Tournant les talons, il se dirigea vers la porte mais, au moment où il atteignait le bouton, elle le rattrapa, le tira en arrière près de la fenêtre demeurée ouverte.
– Sauvez-vous pendant qu’il en est temps encore ! s’écria-t-elle. En suivant le rebord, on peut atteindre une petite terrasse d’où il doit être facile de rejoindre le sol. Ensuite, si vous allez tout droit, vous trouverez un mur mais il n’est pas très haut. Derrière, il y a la route de Paris qu’il faut prendre à droite...
– Vous voulez que je m’enfuie, à présent ? Qu’est-ce que ça cache encore ?
Il la regardait au fond des yeux et vit qu’ils étaient pleins de larmes et de supplications. Elle semblait bouleversée.
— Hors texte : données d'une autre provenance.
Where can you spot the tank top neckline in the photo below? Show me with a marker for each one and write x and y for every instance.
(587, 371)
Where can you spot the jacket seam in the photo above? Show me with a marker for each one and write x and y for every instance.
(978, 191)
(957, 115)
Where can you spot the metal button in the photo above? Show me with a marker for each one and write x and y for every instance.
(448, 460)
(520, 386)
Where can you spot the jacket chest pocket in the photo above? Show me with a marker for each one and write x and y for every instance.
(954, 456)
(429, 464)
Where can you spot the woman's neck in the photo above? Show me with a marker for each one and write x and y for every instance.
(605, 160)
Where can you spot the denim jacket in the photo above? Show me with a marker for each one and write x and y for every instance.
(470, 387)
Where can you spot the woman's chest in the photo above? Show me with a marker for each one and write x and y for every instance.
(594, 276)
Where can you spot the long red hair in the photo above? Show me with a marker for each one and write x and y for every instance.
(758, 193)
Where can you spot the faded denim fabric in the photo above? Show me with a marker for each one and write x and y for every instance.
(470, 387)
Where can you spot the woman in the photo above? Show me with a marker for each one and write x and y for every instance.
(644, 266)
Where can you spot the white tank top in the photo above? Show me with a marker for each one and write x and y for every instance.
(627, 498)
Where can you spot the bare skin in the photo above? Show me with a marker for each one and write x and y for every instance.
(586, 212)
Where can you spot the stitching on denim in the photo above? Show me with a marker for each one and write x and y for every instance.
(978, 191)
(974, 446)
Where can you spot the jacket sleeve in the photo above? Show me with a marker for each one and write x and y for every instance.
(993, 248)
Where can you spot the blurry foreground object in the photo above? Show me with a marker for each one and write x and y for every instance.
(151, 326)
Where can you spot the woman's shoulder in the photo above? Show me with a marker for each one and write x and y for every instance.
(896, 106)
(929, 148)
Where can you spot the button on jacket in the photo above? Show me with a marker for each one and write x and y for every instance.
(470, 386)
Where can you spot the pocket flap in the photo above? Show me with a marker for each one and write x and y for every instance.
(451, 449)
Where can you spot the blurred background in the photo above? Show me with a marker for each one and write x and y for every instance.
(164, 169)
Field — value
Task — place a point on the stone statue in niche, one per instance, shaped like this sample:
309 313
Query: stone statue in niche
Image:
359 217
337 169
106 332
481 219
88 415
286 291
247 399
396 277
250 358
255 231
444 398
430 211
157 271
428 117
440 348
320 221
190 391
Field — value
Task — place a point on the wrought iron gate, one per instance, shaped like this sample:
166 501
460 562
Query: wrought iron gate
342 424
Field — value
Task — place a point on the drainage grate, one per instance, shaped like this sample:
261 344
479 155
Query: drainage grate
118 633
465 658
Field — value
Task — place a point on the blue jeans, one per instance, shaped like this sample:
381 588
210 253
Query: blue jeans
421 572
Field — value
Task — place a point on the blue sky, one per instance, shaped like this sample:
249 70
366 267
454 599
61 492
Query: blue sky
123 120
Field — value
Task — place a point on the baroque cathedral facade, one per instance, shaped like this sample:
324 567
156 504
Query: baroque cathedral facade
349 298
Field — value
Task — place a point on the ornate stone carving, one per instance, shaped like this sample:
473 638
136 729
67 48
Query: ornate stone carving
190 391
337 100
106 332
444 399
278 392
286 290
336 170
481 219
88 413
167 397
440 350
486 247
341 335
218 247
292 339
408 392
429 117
– Rien d’autre que mon désir de vous savoir vivant, murmura-t-elle. Après tout... je ne connais pas ces gens, même si mon frère les porte aux nues, et j’ai peut-être eu tort de leur faire confiance. Maintenant, je ne sais plus qui croire... et j’ai peur ! S’il allait vous arriver quelque chose... je... je serais très malheureuse !
– Alors venez avec moi !
Il l’avait saisie aux épaules pour mieux lui communiquer sa force et sa conviction, mais elle n’eut pas le temps de répondre : la voix métallique d’Ulrich se faisait entendre sur le seuil :
– Charmant tableau ! J’espère que vous vous êtes tout dit ? Nous n’avons plus de temps à perdre ! Alors veuillez lever les mains en l’air, tous les deux, et sortir sans faire d’histoires !
Le gros revolver à barillet qui prolongeait son poing rendait la discussion difficile, pourtant Aldo protesta :
– Pourquoi elle ? Je vous croyais complices ?
– Je le croyais aussi mais, après ce que j’ai entendu, je n’en suis plus très sûr.
– Qu’allez-vous en faire ?
– C’est à elle de choisir : si elle veut toujours nous suivre, son frère l’attend dans la voiture sous la garde de Gus. Si elle préfère rester avec vous, elle partagera votre sort.
– Laissez-la partir !
– J’ai peut-être mon mot à dire ? s’insurgea la jeune femme.
– Vous le direz plus tard ! On perd du temps. Descendez et pas un geste ou je tire !
Rien d’autre à faire que de s’exécuter !
La double porte du salon n’était que poussée.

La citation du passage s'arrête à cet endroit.